To test this idea, the group initially performed a computer-based study to examine which drugs might be useful. The team focused on SARS-CoV-2’s main protease, an enzyme involved in viral replication. Scientists elsewhere had elucidated its structure and hypothesized that a drug that strongly attaches to its binding pocket could block its function and leave the virus unable to multiply.
To identify drug candidates, the researchers used a computer program that structurally matched all FDA-approved drugs to the enzyme’s binding pocket. They then manually examined which drugs might forge strong chemical bonds with the pocket once inside.
Their top hits, reported on the chemRxiv preprint server, include several antiviral drugs known to work by targeting proteases, including some that were already being tested for action against COVID-19. Surprisingly, they also identified a handful of substances far afield of antivirals. These included the ACE inhibitor moexipril. One of the strongest hits was for a cholesterol-lowering drug, rosuvastatin. Two others that were prominent in the screen: an anti-asthma drug (montelukast) and the antihistamine fexofenadine, which has a boxed warning for possible mental health side effects.
But this was strictly a computational study. To see which approved drugs might arrest SARS-CoV-2, the Schoggins lab tested two dozen drugs against the coronavirus. The researchers first infected a line of nonhuman primate cells traditionally used to study viruses with SARS-CoV-2, then treated them with solutions containing various concentrations of the drugs. They next determined the level of virus in the cells to see how well it was replicating. The drugs were subsequently tested in human cells infected with the virus.
On May 14, the UTSW researchers reported that three of the drugs effectively stemmed viral replication in doses safely used to treat other diseases: atovaquone, used to treat malaria and now effective against toxoplasmosis, babesiosis, and Pneumocystic pneumonia; mebendazole, used to treat several parasitic worm infections; and ouabain, a naturally occurring compound used in some parts of the world to treat heart failure.
Dr. Sadek says atovaquone is most promising. It is predicted to covalently attach to the protease binding pocket, has previously been reported to have antiviral activity against other RNA viruses, and has a long history for treating infectious diseases that affect the lungs. By late July, a clinical trial to test the effectiveness of atovaquone on COVID-19 patients was launched at UT Southwestern’s William P. Clements Jr. University Hospital.

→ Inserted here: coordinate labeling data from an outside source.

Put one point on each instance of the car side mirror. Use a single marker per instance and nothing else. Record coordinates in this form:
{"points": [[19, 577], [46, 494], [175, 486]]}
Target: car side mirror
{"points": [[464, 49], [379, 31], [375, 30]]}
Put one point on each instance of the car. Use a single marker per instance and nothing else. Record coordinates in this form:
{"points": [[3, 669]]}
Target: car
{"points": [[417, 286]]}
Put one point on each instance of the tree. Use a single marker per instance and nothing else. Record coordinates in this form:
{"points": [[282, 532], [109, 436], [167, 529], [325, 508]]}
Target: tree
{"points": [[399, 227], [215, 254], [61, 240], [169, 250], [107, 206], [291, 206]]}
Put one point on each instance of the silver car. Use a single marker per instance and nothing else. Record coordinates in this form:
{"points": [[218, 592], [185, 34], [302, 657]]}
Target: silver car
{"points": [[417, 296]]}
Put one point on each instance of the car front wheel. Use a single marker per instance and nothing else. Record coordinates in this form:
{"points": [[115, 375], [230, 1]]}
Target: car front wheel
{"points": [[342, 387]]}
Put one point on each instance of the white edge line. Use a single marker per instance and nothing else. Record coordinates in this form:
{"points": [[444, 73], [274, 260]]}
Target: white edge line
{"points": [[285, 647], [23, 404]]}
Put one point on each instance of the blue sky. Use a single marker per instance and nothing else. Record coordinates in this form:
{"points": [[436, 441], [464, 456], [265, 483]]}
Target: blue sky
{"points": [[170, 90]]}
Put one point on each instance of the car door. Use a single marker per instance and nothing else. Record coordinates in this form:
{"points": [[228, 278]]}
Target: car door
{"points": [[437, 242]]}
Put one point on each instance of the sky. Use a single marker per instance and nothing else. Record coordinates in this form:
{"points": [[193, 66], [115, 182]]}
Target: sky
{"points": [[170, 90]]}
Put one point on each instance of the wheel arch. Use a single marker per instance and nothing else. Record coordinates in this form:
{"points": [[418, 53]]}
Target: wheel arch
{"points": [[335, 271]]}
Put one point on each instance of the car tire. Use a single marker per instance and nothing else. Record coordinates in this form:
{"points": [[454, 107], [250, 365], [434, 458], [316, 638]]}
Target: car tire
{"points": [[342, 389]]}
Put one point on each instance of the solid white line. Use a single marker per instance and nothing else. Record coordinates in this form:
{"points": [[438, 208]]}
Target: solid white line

“Repurposing these FDA-approved drugs could be a fast way to get treatment to patients who otherwise have no option,” says Dr. Sadek, Professor of Internal Medicine, Biophysics, and Molecular Biology.
Dr. Sadek holds the J. Fred Schoellkopf, Jr. Chair in Cardiology.
Dr. Schoggins is a Nancy Cain and Jeffrey A. Marcus Scholar in Medical Research, in Honor of Dr. Bill S. Vowell.